Once again, the designated list is extremely broad. In what has to be a first, import restrictions have even been imposed on rope!
Both coin collectors and Jewish groups will once again be disappointed. Import restrictions have been applied on virtually all coins that were made or circulated within Algeria down to 1750, including those made outside the confines of what is now Algeria by the Carthaginians, Byzantines, Ottomans and Spanish. While there are no explicit restrictions on artifacts of Algeria's displaced Jewish population, certain categories like "manuscripts" may nonetheless encompass Jewish religious artifacts like Torahs.

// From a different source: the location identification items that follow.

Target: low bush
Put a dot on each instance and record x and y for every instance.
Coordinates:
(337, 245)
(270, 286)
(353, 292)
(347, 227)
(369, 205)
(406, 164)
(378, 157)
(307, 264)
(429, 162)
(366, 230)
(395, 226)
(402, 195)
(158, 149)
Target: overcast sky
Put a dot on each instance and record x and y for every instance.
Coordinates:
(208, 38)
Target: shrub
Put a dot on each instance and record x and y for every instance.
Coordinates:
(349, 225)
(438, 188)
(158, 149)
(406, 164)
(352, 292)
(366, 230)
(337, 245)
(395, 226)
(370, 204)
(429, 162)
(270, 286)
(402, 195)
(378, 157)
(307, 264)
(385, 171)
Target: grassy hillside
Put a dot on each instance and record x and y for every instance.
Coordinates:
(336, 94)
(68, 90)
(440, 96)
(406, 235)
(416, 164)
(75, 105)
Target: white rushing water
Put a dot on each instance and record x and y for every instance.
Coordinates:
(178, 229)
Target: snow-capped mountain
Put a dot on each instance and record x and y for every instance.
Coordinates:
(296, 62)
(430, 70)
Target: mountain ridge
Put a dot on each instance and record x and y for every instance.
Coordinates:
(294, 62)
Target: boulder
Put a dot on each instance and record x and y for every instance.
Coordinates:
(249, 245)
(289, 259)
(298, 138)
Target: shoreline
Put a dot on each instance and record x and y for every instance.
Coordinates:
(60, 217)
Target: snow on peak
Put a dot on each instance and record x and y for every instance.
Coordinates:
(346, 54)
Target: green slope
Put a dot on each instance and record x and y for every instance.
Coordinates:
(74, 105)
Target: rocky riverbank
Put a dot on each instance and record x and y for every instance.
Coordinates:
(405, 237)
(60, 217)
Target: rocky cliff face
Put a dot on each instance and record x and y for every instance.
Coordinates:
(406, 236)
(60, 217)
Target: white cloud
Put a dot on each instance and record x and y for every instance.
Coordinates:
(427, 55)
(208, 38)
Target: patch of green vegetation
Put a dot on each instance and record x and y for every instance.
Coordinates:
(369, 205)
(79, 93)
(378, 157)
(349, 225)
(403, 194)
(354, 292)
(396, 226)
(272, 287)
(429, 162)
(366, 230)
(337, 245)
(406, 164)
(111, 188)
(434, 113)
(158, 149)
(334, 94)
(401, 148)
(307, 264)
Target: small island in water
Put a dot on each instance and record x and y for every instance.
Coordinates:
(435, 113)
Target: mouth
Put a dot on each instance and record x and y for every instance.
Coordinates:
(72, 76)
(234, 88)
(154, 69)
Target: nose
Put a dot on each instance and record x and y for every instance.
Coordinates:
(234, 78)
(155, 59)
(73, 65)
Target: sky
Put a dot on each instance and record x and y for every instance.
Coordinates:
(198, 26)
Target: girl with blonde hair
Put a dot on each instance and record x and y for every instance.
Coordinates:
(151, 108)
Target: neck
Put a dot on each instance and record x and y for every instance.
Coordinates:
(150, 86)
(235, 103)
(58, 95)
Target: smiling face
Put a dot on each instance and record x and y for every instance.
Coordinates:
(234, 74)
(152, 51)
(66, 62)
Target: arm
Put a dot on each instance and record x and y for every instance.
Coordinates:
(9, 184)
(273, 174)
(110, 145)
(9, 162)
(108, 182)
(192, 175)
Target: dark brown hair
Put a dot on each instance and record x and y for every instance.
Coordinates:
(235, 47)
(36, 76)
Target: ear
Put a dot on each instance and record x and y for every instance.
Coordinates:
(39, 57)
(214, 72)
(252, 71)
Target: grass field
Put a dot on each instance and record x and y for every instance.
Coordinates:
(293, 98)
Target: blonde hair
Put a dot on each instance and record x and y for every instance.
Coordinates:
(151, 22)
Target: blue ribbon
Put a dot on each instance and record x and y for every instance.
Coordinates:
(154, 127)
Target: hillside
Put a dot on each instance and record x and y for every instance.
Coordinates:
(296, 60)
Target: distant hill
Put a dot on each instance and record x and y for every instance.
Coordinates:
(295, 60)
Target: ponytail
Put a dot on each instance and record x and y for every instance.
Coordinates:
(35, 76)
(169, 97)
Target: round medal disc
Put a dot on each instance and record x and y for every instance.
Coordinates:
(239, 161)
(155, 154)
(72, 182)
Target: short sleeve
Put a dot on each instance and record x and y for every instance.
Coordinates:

Import restrictions are controversial to the trade and collectors because, as construed by U.S. Customs and Border Protection, they embargo all undocumented items of types on designated lists imported after the effective date of the regulations, not just items illegally exported from a UNESCO State party after the effective date of import restrictions as required under CPIA, 19 U.S.C. §§ 2601, 2604, 2606, 2610. Such regulatory actions have converted CPIA import restrictions into embargoes of all objects of restricted types rather than targeted, prospective import restrictions that do not impact the purchase of artifacts from the legitimate marketplace abroad.

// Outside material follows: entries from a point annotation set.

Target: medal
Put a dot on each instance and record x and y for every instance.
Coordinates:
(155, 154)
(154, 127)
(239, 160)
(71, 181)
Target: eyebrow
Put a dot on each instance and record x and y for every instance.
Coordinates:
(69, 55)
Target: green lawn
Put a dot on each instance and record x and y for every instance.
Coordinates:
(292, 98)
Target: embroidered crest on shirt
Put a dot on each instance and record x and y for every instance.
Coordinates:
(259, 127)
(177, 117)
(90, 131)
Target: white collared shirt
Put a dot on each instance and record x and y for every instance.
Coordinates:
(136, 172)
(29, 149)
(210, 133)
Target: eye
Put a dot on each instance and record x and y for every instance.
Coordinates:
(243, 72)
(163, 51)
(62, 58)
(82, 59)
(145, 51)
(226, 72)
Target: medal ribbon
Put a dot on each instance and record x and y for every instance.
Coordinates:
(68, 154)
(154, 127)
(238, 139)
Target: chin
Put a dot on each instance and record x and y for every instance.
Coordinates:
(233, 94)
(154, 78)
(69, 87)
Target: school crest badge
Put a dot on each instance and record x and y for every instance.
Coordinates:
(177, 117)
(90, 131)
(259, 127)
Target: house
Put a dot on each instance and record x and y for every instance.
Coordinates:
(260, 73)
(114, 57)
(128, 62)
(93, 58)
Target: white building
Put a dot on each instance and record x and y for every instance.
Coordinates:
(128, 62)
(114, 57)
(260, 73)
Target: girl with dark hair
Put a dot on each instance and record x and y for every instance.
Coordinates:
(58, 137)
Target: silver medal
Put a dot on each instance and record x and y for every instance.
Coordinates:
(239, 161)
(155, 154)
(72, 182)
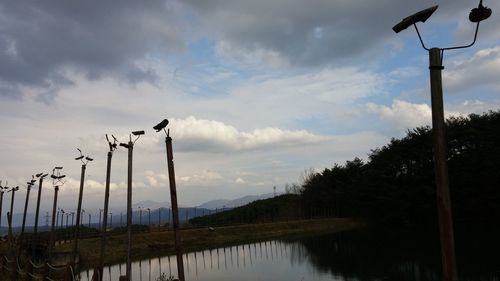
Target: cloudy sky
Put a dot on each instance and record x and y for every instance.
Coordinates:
(256, 91)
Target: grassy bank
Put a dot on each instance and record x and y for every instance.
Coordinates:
(153, 244)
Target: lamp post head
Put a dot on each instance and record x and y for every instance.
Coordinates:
(160, 126)
(138, 133)
(124, 145)
(480, 13)
(421, 16)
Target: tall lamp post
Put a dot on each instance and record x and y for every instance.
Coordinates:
(438, 124)
(149, 217)
(130, 147)
(11, 215)
(1, 201)
(85, 160)
(40, 177)
(28, 189)
(173, 197)
(112, 147)
(57, 181)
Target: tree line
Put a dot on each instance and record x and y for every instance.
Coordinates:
(396, 183)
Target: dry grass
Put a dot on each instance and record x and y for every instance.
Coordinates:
(154, 244)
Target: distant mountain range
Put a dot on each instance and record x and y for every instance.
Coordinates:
(185, 213)
(224, 203)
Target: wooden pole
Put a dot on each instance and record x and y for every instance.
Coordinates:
(441, 168)
(175, 210)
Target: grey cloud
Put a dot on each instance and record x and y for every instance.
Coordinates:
(315, 32)
(40, 41)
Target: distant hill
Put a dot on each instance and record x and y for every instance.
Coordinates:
(226, 203)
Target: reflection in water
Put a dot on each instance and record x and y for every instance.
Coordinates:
(356, 255)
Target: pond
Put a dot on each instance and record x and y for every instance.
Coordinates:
(367, 254)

Import restrictions have been particularly hard on coin collectors and the small businesses of the numismatic trade because most collector's coins (which typically are of limited value) lack detailed provenance histories necessary for legal import. This has greatly damaged the legitimate trade in such items with fellow collectors, especially from within the EU. Here, if anything, the problem will be exacerbated because Algeria was a French colony for such a long time. Many artifacts must have left Algeria for France during this period lawfully, but with little documentary proof. Often such material does not have a solid provenance, and cannot be legally imported under U.S. Custom and Border Protection procedures.